Top 40 des 2000’s : n°4

n°4 : Daft Punk – Harder, Better, Faster, Stronger (2001)



L’album Discovery, avec ses références disco, ses couleurs criardes, son vocoder saturé et sa house putassière dans la droite lignée de la fin des 90’s (Stardust, Cassius et consorts), avait tout du coup de poker : c’était soit culte, soit ridiculisé à échelle intersidérale.

Thomas Bangalter et Guy-Manuel de Homem-Christo étant des gars très très doués, ce fut la première configuration qui survint, dans un carton instantané préfigurant le revival disco 80’s qui nous tomberait dessus quelques années après. Il faut dire, aussi, qu’être ado en 2001 t’amenait nécessairement à surkiffer Discovery (après tout, trois ans avant, on avait bien acheté les sinegueules de Larusso ET de Cher, alors on allait pas cracher sur de la house un peu sirupeuse). Ces sinegueules, portés par des clips de Leiji Matsumoto (en vrai, ces clips se révéleront être des extraits du film Interstella 5555 : The 5tory of the 5ecret 5tar 5ystem, dont l’album Discovery est la bande-son), nous évoquaient forcément les Dragon Ball et autres Lucile, Amour et Rock’n’roll de notre jeunesse. L’évidence pop des mélodies, enfin, allait nous suivre pendant une bonne partie des 2000’s.

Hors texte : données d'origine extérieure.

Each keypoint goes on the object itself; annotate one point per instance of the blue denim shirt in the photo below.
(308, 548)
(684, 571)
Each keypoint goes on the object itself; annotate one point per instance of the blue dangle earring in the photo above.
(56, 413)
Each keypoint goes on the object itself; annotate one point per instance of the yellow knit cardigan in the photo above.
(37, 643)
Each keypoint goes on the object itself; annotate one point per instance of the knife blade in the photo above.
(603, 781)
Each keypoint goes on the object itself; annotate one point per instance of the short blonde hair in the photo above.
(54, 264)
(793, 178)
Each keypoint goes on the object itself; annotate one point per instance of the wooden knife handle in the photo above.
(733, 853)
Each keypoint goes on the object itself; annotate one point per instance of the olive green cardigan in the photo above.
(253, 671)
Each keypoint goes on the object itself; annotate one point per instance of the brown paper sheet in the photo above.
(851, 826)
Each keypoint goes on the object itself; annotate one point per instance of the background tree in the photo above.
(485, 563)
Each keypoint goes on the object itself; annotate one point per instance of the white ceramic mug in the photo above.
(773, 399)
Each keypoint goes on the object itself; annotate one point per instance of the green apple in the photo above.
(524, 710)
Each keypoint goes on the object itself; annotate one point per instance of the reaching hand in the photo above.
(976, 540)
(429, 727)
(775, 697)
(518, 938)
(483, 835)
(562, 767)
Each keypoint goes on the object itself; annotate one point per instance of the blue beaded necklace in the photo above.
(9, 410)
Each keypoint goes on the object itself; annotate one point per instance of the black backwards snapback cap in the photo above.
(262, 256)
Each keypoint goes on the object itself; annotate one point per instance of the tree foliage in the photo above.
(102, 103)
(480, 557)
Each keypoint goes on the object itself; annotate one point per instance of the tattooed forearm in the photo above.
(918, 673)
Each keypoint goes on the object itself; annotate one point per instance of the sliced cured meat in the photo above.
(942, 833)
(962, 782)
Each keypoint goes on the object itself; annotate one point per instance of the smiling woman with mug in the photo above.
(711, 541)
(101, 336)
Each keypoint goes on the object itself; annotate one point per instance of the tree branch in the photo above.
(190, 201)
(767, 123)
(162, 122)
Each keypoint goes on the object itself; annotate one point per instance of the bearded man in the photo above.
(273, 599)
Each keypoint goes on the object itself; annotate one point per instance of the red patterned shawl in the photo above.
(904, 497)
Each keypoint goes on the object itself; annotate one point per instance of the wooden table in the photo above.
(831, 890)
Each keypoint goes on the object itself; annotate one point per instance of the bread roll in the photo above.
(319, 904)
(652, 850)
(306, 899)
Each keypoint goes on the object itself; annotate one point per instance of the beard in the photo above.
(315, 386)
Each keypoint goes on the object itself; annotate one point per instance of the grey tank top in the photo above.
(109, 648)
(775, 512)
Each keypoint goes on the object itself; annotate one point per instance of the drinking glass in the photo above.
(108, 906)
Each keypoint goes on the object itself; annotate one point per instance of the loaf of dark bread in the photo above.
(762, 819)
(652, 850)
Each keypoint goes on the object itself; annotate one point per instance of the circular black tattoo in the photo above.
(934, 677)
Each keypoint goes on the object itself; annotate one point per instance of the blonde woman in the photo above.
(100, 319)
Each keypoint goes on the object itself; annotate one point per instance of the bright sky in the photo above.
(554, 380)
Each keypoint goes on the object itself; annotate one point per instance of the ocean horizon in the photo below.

Je me souviens des boums de l’époque du lycée, chez nous ça se faisait dans les granges ou les garages, ou alors dans des living-rooms recouverts de draps blancs pour ne pas saloper les buffets, pour les malchanceux d’entre nous qui étaient nés en hiver. Les couples officiels s’affichaient fièrement tandis que d’autres couples, improvisés et provisoires, se formaient dans les recoins ou les cuisines, au terme de négociations étranges. Au milieu de tout ça, je m’ennuyais ferme, en fait. Et pis il y avait les deux ou trois mecs qui avaient une table de mixage; il fallait absolument être pote avec au moins l’un d’entre eux pour ne pas avoir à se préoccuper de musique lorsqu’on organisait sa soirée. Si les invités voulaient, ils pouvaient ramener leur musique, mais il s’est assez vite avéré que ça faisait ringard de se ramener avec des CDs aux soirées. Et de toute façon nos DJs du vendredi soir avaient leur stock de musique sur eux.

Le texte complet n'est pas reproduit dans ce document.